When Ron Carey was elected General President in the first ever one member one vote election, his first announcement was that he would cut his own salary to $150,000 in 1992. It signaled a new day in the Teamsters.

A few years earlier, IBT President Jackie Presser had a salary of $755,474, which would be a whopping $1,900,357 in today’s dollars.

You can click here to access the latest listing of Teamster salaries compiled by TDU.

What Made This Change?

What made top Teamster officials stop paying themselves like CEOs?

  1. Informed Members. TDU ended the information blackout by publishing the salaries of the highest paid officers. Many members were appalled by inflated salaries and perks like private jets owned by the union.

  2. The Right to Vote. In March 1989, TDU helped win the Right to Vote for all International officers, and we still have that right. When the election season opened in 1989, TDU issued leaflets revealing that International Vice president Arnie Weinmeister made $398,863 ($966,602 in today’s dollars) and General Secretary Treasurer Weldon Mathis made $284,195 ($688,716 in today’s dollars). Both of them withdrew from running in the 1991 first-ever membership vote.

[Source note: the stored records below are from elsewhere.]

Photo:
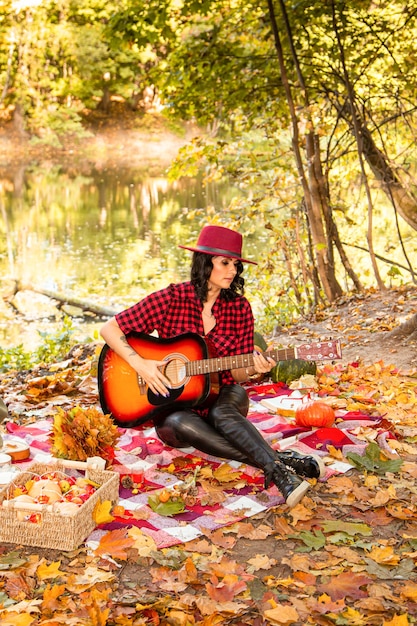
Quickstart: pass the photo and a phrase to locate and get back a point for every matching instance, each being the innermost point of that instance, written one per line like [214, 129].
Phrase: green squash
[287, 371]
[259, 341]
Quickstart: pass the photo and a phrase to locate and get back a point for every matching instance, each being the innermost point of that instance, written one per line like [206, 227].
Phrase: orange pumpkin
[314, 413]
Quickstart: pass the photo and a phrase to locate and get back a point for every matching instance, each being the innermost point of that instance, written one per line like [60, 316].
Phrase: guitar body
[128, 399]
[192, 372]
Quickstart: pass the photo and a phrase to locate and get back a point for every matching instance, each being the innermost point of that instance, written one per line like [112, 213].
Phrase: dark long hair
[201, 269]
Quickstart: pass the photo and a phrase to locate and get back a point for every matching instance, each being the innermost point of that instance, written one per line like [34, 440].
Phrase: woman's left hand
[262, 364]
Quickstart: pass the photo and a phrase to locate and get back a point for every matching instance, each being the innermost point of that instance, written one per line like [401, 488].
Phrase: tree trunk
[315, 195]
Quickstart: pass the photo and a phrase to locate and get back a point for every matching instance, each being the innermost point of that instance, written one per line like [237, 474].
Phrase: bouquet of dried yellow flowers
[81, 433]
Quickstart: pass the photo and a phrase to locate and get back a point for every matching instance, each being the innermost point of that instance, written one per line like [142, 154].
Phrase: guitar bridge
[142, 385]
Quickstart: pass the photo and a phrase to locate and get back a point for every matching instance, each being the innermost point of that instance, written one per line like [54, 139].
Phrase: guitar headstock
[320, 351]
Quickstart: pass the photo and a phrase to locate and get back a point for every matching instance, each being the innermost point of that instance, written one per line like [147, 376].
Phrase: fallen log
[64, 299]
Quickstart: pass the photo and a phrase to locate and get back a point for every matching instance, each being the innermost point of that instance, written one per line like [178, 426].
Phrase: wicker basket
[54, 530]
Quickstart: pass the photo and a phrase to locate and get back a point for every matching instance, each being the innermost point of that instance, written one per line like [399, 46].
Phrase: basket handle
[93, 462]
[26, 506]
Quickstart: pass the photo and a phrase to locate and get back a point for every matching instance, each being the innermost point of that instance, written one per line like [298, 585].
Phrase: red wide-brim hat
[219, 241]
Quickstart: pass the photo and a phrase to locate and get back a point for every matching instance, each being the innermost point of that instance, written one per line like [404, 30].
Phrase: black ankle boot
[310, 466]
[291, 486]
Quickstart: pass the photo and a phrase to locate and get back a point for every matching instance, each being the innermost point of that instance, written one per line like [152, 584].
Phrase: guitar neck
[219, 364]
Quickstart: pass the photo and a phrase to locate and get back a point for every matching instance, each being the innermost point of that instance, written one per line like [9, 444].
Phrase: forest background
[309, 108]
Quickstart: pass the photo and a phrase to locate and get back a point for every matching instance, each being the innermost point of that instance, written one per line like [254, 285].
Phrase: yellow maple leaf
[15, 619]
[144, 544]
[115, 543]
[45, 571]
[409, 591]
[226, 474]
[398, 620]
[281, 614]
[101, 512]
[353, 616]
[384, 555]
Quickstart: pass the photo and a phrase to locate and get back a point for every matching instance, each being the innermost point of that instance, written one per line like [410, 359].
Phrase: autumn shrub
[79, 433]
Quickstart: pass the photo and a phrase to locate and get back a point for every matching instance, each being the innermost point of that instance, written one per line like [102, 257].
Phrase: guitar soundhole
[176, 372]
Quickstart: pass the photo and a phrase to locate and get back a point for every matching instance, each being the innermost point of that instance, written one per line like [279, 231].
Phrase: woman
[212, 305]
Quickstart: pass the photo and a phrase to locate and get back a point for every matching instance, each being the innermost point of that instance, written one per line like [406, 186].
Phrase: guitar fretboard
[219, 364]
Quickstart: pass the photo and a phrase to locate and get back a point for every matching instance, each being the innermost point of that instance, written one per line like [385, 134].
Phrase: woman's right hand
[151, 372]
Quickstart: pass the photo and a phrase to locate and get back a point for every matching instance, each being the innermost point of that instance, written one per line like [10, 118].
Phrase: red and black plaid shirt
[176, 310]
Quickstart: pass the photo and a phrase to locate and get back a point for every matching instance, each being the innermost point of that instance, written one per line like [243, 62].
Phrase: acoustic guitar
[192, 372]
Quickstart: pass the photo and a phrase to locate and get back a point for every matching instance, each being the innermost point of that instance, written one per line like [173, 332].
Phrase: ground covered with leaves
[346, 554]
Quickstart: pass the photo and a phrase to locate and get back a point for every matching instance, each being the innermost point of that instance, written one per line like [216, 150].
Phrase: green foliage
[53, 348]
[374, 460]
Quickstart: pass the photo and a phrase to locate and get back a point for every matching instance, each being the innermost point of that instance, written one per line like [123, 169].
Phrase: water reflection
[108, 236]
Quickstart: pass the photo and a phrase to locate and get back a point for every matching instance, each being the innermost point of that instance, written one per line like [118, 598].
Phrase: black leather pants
[225, 433]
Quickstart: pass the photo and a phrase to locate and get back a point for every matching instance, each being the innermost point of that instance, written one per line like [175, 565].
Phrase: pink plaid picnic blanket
[141, 453]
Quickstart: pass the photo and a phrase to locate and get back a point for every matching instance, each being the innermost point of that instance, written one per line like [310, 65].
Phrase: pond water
[107, 237]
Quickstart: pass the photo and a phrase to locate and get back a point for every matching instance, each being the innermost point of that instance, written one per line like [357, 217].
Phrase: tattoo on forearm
[124, 340]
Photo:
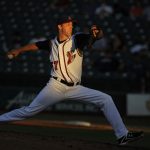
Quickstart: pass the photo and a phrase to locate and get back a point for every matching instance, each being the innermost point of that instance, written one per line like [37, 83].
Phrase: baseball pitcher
[66, 56]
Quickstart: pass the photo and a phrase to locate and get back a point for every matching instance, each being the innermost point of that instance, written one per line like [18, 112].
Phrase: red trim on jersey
[60, 67]
[65, 61]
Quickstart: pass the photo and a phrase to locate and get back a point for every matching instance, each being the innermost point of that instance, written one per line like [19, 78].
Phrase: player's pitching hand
[97, 32]
[12, 54]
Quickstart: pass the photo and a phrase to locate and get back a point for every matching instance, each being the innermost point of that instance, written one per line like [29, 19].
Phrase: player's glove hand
[97, 32]
[12, 54]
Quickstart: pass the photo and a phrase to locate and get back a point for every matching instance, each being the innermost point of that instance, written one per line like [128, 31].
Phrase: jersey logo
[71, 57]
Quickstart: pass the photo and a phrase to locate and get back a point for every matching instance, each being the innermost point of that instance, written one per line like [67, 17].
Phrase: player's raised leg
[105, 103]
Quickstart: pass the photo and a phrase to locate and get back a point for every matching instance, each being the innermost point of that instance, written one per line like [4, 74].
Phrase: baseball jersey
[66, 56]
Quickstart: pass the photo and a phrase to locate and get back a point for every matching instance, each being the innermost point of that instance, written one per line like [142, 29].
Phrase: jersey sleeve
[44, 45]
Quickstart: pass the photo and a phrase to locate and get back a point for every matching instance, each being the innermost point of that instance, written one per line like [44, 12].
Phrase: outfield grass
[106, 136]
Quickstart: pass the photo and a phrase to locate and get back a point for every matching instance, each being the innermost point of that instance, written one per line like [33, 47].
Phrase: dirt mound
[16, 141]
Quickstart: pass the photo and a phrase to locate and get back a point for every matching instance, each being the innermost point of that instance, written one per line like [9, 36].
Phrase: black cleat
[130, 137]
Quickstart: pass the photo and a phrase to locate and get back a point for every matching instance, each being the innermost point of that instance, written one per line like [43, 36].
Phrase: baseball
[10, 56]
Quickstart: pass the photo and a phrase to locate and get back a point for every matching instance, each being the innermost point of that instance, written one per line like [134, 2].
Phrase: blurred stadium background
[118, 64]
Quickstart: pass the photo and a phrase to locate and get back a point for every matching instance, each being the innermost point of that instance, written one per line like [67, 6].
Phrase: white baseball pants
[55, 91]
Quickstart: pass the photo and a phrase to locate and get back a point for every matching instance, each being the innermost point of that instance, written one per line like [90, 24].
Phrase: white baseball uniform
[66, 58]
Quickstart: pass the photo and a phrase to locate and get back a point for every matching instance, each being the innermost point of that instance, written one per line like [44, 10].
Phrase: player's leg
[50, 94]
[104, 102]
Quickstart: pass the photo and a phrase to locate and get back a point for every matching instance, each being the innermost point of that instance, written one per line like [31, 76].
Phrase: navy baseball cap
[65, 19]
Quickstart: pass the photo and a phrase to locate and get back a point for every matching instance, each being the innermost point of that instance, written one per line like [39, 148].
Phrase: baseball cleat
[130, 137]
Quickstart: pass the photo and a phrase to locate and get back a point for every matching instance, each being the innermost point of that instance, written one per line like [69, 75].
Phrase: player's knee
[108, 99]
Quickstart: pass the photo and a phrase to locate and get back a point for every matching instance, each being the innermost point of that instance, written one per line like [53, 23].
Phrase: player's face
[66, 29]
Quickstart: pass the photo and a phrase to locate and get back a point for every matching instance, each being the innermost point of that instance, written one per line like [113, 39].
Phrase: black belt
[65, 82]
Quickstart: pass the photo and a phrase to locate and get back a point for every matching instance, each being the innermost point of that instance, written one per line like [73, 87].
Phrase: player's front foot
[130, 137]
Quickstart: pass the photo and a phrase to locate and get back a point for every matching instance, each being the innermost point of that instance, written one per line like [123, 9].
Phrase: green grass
[94, 135]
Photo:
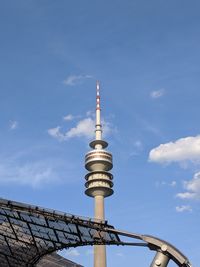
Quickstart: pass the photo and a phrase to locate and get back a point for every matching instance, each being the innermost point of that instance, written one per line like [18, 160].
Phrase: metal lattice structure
[27, 233]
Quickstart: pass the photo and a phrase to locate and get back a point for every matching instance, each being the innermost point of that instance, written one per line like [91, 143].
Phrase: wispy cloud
[34, 174]
[184, 149]
[164, 183]
[157, 93]
[84, 128]
[183, 208]
[68, 117]
[13, 125]
[192, 188]
[75, 79]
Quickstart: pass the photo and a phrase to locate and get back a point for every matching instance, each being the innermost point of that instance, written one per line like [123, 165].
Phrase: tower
[99, 183]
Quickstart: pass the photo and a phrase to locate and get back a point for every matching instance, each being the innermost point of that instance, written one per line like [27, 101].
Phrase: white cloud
[184, 149]
[13, 125]
[84, 128]
[34, 174]
[74, 79]
[89, 252]
[73, 252]
[56, 133]
[157, 93]
[68, 117]
[173, 183]
[192, 188]
[183, 208]
[164, 183]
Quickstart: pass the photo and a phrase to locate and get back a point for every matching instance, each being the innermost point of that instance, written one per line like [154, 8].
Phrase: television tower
[99, 183]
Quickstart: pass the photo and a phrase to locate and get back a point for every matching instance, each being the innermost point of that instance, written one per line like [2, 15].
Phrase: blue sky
[146, 56]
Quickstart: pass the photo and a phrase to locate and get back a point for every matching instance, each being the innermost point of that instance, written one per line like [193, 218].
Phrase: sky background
[146, 56]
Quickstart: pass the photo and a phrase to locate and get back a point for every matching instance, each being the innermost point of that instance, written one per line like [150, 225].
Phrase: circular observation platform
[98, 160]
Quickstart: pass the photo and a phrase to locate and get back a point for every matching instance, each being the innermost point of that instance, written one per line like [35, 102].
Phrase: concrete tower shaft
[99, 183]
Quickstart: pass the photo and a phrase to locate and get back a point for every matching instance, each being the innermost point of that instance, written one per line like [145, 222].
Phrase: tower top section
[98, 142]
[98, 161]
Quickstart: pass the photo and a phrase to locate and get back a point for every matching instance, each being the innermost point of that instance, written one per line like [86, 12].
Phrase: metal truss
[28, 232]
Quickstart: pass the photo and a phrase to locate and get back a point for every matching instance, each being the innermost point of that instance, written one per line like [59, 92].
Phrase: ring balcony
[98, 160]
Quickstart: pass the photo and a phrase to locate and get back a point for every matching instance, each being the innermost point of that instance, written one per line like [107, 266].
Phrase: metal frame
[28, 232]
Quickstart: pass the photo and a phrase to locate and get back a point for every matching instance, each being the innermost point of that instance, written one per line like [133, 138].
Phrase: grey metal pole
[160, 260]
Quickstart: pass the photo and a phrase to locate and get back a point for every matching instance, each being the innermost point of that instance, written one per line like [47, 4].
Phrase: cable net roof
[29, 232]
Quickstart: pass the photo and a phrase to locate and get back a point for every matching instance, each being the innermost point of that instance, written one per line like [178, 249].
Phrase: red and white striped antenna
[98, 114]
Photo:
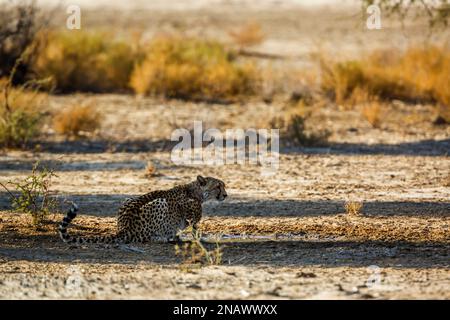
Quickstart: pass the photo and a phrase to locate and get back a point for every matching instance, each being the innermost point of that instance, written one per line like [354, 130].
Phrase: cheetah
[157, 216]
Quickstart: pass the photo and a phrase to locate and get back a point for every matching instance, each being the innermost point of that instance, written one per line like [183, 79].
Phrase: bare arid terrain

  3. Constitutional Changes: The IBT Constitution was amended at the 1991 IBT Convention in Orlando. Under pressure by members and Ron Carey’s campaign, the dominant incumbent group agreed to support an amendment to limit the General President to $225,000, and that other IBT officers could not go higher. A cost-of-living clause has allowed General President Hoffa’s salary to rise to $328,972 after 22 years in office.

  4. Leadership by Example: Carey lowered his own salary, to help set a standard. Carey’s salary of $150,000 in 1992 is worth $279,996 in today’s dollars, according to the Department of Labor’s inflation calculator. So, the standard set by Ron Carey is very close to where top salaries are today, taking into account inflation.

What a Change!

Presser and other top Teamster officials of the 1980s compared themselves to corporate executives and argued they should have corporate salaries and corporate jets to use for golf outings and to resorts.  

Today, CEOs of Teamster employers such as Coca Cola, Waste Management, UPS, or Kroger have bloated compensation of $11 million to $20 million a year, many times more than Teamster leaders. 

We are not a corporation.  We are a movement of working people.  Our leaders should reflect those values and fight like hell to advance our members, not themselves.